-White Snow-

□10.約束の為に。
1ページ/6ページ









「…わかってる。白蘭は絶対に私を追うはずだから仕向けてくるわ。」


携帯を片手に誰かと話をする真っ白な制服姿の女性。

彼女は今、森の中で身を隠すようにどこかへ向かっている途中なのだ。


「またしばらく会えないけど…気を付けてね。」














「よう、遅かったな。」

「ごめんなさい。白蘭がなかなか離してくれなくて。」

「嘘をつくな。今やお前さんは身内のお尋ね者って噂だぜ?」

「だから貴方を頼ってここに来たの。γ(ガンマ)。」

「はいはい…ましろお嬢さん。」


γと呼ばれた男は飲んでいた酒の入ったグラスを置いてましろに近寄る。

そして隣に置いていた袋から二丁銃を取り出して彼女に渡した。


「最終調整はしておいた。お前さんが何をしようとしてるのかはさっぱりだが、無茶だけはするなよ?」

「ありがとう。本当は全部話したいけど、言ったら敵になっちゃうから。」

「まさかボンゴレと通じてる、とかか?」

「いずれ告白するわ。あ、それと…最後のお願い聞いてくれないかな?」

「最後と言って、今まで何回お願いしてきたんだ?」

「ごめん!本当の本当にこれが最後だから!」


手を合わせて必死にお願いするましろ。

それに弱いと解っていてやるから質が悪いと、γは毎回苦笑しながら聞いてしまうのだ。


「せめて、お手柔らかに頼むよ。」

「ありがとう!γは優しくて大好きよ!」

「それで、最後らしいお願いってのはなんだ?」

「十年前の私を見つけたら匿ってほしいの。
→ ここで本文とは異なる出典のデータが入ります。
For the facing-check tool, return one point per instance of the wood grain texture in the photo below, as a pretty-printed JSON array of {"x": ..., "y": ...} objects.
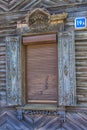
[
  {"x": 66, "y": 65},
  {"x": 74, "y": 121},
  {"x": 13, "y": 80},
  {"x": 2, "y": 72},
  {"x": 12, "y": 5},
  {"x": 81, "y": 71},
  {"x": 41, "y": 72}
]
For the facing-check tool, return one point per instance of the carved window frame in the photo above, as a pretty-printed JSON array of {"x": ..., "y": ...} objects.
[{"x": 66, "y": 68}]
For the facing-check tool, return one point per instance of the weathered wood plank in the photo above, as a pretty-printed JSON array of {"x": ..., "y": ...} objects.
[
  {"x": 13, "y": 79},
  {"x": 66, "y": 64}
]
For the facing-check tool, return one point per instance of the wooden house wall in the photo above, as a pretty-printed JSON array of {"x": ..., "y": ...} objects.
[
  {"x": 11, "y": 12},
  {"x": 8, "y": 27}
]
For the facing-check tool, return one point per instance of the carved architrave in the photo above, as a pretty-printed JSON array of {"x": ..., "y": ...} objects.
[
  {"x": 38, "y": 19},
  {"x": 66, "y": 64},
  {"x": 13, "y": 78},
  {"x": 58, "y": 18}
]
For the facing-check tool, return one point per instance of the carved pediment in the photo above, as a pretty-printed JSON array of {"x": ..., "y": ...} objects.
[{"x": 40, "y": 19}]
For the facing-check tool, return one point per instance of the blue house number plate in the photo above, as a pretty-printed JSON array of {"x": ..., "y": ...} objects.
[{"x": 80, "y": 23}]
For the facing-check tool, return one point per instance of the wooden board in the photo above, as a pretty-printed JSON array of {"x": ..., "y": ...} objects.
[
  {"x": 81, "y": 71},
  {"x": 41, "y": 73}
]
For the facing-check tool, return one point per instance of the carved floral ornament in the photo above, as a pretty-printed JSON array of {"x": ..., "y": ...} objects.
[{"x": 40, "y": 19}]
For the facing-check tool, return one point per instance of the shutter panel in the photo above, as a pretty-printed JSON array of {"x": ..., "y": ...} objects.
[
  {"x": 81, "y": 71},
  {"x": 41, "y": 73},
  {"x": 13, "y": 82},
  {"x": 66, "y": 63}
]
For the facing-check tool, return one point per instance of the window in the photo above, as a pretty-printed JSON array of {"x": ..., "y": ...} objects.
[{"x": 41, "y": 69}]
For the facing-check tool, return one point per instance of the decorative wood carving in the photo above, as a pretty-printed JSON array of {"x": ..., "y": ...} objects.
[
  {"x": 13, "y": 79},
  {"x": 67, "y": 82},
  {"x": 58, "y": 18},
  {"x": 40, "y": 20}
]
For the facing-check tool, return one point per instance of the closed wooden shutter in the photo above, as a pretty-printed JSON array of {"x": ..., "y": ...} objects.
[
  {"x": 81, "y": 72},
  {"x": 41, "y": 73}
]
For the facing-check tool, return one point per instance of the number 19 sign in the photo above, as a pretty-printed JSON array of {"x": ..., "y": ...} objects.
[{"x": 80, "y": 23}]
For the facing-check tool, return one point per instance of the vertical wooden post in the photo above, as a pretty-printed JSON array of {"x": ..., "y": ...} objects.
[
  {"x": 66, "y": 64},
  {"x": 13, "y": 76}
]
絶対に白蘭に近付けないで。」

「はあ…?」

「それじゃあ、よろしくお願いします!」

「おい!…まったく、何で俺なんだか…。」


γはもう姿の見えないましろに大きなため息を吐いて再び酒をあおる。

彼女が何故あんなお願いをしたのかぼんやりと考えながら、白蘭に秘密ということにまたため息が零れた。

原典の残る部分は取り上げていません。